CHONGQING - A southwest Chinese city on Wednesday piloted a lottery scheme to allocate public rental apartments to eligible families with limited income to protect them from sky-high property prices.
The government of Chongqing Municipality offered 15,281 apartments for the lottery, while 22,317 applicants were qualified to enter the pool, said Zhang Dingyu, director of Chongqing's land resources and housing administration.
Zhang said the units allocated Wednesday account for only 40 percent of the total units the city government plans to provide to the market this year.
Time for the next lottery has not been decided yet.
The authorities drew strict rules to limit candidates' qualification to prevent corruption.
Suspicions over collusion that resulted in the rich getting the government subsidized housing have caused public complaints in cities like Beijing in the past.
According to the rules, unmarried Chongqing residents who earn no more than 2,000 yuan a month, married couples who earn no more than 3,000 yuan, and families in which each member earns no more than 1,500 yuan a month are qualified for joining the lottery scheme.
Wednesday's lottery was conducted in a transparent manner with live television broadcast.
Each unit of the public rental apartments is between 40 to 80 square meters in size.
Tenants enjoy a rent 40 percent less than that of comparable commercial housing.
The term of rental is five years.
Tenants who buy commercial housing will have to give away the units they rent.
Those who won the right to rent the apartment can move in as early as April, officials said.
"I am happy to win the lottery. It is a relief that a senior citizen like me can live in brand new government apartment for such a cheap rent," said Tong Xiaoqiong, 60, who lives alone on a meager retirement salary of 1,380 yuan per month.
Tong, who submitted application to the lottery at the first time, said she had been forced to move four times recently as rent kept surging.
Chongqing Mayor Huang Qifan has said the public rental housing project aims to cover one-third of the city's population.
He said it is the government's responsibility to provide shelter for low-income city dwellers who can not afford to buy an apartment.
China's property market took off in 1998 after the government scrapped off the decades-old policy of free housing for all state enterprise employees, as part of the 'from cradle to grave' welfare under the planned economy.
Housing prices in major cities rose out of control especially in recent years.
Analysts say the number of commercial housing in the market far out-paced that of government-subsidized affordable housing is one of the reasons to blame for the intractable property prices.
The government previously rolled out a series of tightening measures, but property prices remain high since 2009 in the wake of the global financial crisis as large amounts of speculative capital stayed in the property market.
The National Bureau of Statistics of China reported last month that under its readjusted calculation system, prices of new properties in the country's 70 major cities continued to rise in January.

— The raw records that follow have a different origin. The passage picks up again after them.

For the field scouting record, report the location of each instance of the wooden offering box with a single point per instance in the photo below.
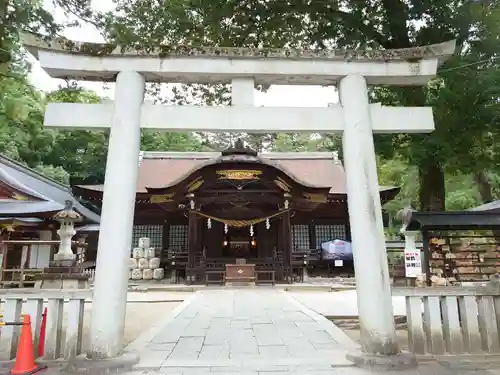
(240, 274)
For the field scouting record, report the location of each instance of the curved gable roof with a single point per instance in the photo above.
(51, 194)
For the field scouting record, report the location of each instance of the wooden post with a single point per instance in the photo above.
(426, 262)
(191, 242)
(312, 235)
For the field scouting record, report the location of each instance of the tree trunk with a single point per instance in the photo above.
(432, 188)
(484, 186)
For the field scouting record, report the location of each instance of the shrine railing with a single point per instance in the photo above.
(452, 320)
(20, 274)
(65, 331)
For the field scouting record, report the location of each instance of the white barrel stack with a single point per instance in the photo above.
(144, 265)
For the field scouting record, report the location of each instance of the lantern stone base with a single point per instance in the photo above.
(62, 274)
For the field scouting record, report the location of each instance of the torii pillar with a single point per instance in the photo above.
(244, 68)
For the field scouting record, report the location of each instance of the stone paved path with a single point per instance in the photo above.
(245, 330)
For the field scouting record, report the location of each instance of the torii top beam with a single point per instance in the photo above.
(62, 58)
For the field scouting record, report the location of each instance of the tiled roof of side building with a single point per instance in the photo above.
(41, 187)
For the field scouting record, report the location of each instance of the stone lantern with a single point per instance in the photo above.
(67, 219)
(63, 272)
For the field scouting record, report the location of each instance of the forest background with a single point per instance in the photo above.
(455, 167)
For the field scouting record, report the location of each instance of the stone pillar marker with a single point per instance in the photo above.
(115, 235)
(379, 347)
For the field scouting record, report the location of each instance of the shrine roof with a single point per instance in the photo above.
(33, 193)
(454, 220)
(33, 43)
(312, 169)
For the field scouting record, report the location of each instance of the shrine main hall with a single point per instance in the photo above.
(203, 210)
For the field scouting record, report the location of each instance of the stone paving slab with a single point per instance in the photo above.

Ten of the 70 surveyed cities reported increases of more than 10 percent from a year ago, the National Bureau of Statistics said.
The average price of housing sold by 30 major real estate companies in China stood at 10,286.42 yuan per square meter in 2010, up 23.98 percent year on year.
In Beijing alone, one square meter in a new apartment sold for an average of 20,000 yuan last year.
But the square meter price for apartments within the Fourth Ring Road, the urban center area, exceeded 34,000 yuan ($5,151), more than 10 times the monthly income of an average Beijing resident.
The central government has announced the largest-ever plan to build 10 million units of low- rental and other types of subsidized apartments in 2011.
Observers say Chongqing's pilot program will be followed by other major Chinese cities as they roll out affordable housing projects to the market this year.